For Gabriel, Sophia is a threefold Goddess who rules the past, present, and future.  As the sevenfold Goddess, she rules time and the planets in the solar system as well as the seven organs in the human body.  And as the twelvefold Goddess, She is the collective consciousness of humanity, guiding each aspiring person through “twelve steps of learning” what Gabriel calls “the spiritual script, or language” (p. 392).  Thus, the Trinosophia is “the Mother (Creatrix), Daughter (Spirit of Wisdom), and the Holy Spirit (Collective Consciousness of Humanity)” (p. 16).

For me as an individual biblical feminist, Gabriel’s book contains many esoteric details that do not feel necessary to a mind like mine, which prefers simplicity and directness.  And I am rendered very nervous by what sounds like a cavalier repudiation of lesbian, gay, bisexual, and transgender experience: “Through medical operations, humans can play god and change their gender.  Through preference, humans can change their physical desires into any aberration that the ego can devise.  These factors do not affect the feminine characteristics of the soul or the masculine characteristics of the higher self” (p. 203).  On the contrary, the Bible has convinced me that God is Spirit and we human beings are extensions of that Spirit.  Furthermore, Spirit is neither male nor female and/or both male and female.  So I do not need a gender hierarchy that supports the inaccurate binary gender construct.  (For more on that topic, please refer to my book Omnigender: A Trans-Religious Approach).

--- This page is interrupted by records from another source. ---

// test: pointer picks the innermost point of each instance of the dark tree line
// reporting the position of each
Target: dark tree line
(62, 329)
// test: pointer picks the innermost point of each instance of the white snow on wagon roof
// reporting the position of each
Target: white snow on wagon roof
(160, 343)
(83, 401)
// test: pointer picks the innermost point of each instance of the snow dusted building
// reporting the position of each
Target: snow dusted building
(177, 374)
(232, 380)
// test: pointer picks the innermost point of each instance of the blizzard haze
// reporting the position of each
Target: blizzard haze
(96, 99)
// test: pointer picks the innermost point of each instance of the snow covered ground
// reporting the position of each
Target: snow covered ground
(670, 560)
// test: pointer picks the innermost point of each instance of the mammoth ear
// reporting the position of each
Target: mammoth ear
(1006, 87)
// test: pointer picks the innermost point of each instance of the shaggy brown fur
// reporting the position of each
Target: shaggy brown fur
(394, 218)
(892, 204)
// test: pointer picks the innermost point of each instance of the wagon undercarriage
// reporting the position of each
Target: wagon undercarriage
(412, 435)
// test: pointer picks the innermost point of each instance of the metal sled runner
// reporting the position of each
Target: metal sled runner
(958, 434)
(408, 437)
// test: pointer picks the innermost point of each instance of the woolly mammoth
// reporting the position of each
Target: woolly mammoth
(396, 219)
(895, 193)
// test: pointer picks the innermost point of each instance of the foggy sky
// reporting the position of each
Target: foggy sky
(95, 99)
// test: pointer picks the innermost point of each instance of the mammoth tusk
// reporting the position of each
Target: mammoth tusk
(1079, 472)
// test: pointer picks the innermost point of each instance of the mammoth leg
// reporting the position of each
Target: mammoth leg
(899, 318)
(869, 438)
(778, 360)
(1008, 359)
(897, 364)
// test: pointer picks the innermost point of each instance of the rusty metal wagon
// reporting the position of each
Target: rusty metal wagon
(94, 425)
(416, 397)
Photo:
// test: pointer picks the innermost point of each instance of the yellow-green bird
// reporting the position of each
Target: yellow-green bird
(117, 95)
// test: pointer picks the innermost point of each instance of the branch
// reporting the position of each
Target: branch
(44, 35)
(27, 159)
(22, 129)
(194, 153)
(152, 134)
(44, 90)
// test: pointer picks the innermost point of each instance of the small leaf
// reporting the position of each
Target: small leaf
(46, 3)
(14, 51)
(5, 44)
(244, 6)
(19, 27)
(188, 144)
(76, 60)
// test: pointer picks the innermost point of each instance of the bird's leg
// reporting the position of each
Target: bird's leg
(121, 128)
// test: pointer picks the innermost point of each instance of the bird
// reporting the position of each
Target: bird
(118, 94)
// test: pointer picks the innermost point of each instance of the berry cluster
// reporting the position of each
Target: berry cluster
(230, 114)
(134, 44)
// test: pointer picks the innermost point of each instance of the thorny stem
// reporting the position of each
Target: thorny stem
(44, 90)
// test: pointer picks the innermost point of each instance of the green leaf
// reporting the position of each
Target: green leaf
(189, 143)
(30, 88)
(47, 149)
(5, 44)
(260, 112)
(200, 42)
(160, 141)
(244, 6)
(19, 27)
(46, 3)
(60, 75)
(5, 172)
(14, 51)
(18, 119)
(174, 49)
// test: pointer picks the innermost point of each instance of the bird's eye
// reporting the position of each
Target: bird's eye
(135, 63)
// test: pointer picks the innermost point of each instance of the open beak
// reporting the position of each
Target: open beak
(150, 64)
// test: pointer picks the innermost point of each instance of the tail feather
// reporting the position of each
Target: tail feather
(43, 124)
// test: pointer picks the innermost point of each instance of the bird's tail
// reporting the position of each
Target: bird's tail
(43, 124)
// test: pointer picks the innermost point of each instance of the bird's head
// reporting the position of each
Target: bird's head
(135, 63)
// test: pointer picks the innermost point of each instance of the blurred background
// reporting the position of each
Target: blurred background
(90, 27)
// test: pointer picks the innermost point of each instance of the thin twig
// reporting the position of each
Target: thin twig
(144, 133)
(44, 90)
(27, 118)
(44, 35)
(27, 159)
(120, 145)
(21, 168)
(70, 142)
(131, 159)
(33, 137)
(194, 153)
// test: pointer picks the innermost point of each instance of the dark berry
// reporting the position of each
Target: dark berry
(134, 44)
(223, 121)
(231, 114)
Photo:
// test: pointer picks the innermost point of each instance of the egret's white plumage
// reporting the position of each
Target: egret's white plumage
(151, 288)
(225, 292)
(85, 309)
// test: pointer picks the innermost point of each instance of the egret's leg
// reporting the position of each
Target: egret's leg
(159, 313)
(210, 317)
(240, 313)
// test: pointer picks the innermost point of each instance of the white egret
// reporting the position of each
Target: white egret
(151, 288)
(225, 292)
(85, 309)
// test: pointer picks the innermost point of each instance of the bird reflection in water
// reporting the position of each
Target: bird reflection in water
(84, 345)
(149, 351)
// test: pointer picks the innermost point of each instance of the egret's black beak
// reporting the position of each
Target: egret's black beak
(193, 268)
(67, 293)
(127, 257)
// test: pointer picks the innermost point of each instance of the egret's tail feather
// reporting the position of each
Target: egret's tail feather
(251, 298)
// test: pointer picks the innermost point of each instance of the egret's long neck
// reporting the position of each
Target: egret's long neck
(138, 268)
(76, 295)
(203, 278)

For me, the most helpful part of The Gospel of Sophia is the one in which Gabriel supplies quotations about the Divine Feminine dating from 2100 B.C. to 1987 C.E.  These quotations illustrate the Goddess as originally the sole creative deity, followed by a gradual takeover of her power by a masculine deity, and the current reawakening to a Sophia that is Beauty without limitations (see “Selections from Herstory,” pp. 305-374).  We can only hope that Tyla Gabriel is correct in predicting a new world that honors Sophia, the Holy One envisioned in the form of womankind.  Only a matriarchal vision to balance the centuries-old patriarchal vision will teach us to insist on justice for women as well as men, girls as well as boys, and gender in-betweens of every kind.

Amen.  Let it be!

© 2015 by Christian Feminism Today

Virginia Ramey Mollenkott (1932-2020) is the author or co-author of 13 books, including several on women and religion. She is a winner of the Lambda Literary Award (in 2002) and has published numerous essays on literary topics in various scholarly journals. In 1975, she spoke at the first national gathering of the Evangelical Women’s Caucus in Washington, D.C., and delivered plenary speeches at almost every gathering of the organization over the next 40 years. She has lectured widely on lesbian, gay, and bisexual rights and has also been active in the transgender cause. Mollenkott was married to Judith Suzannah Tilton until her death in 2018, and has one son and three granddaughters. She earned her B.A. from Bob Jones University, her M.A. from Temple University, and her Ph.D. from New York University. She received a Lifetime Achievement award from SAGE, Senior Action in a Gay Environment, a direct-service and advocacy group for seniors in New York City in 1999. In 2017 she was awarded the inaugural Mother Eagle Award. Even in her late 80s, Virginia Ramey Mollenkott continued to use her doctorate in English to share insights with folks who visit the EEWC and Mollenkott websites, and with elderly people in the Cedar Creek Community educational programs. She deeply regretted that her severe arthritis forbade her presence at the social justice protests during the Trump presidency.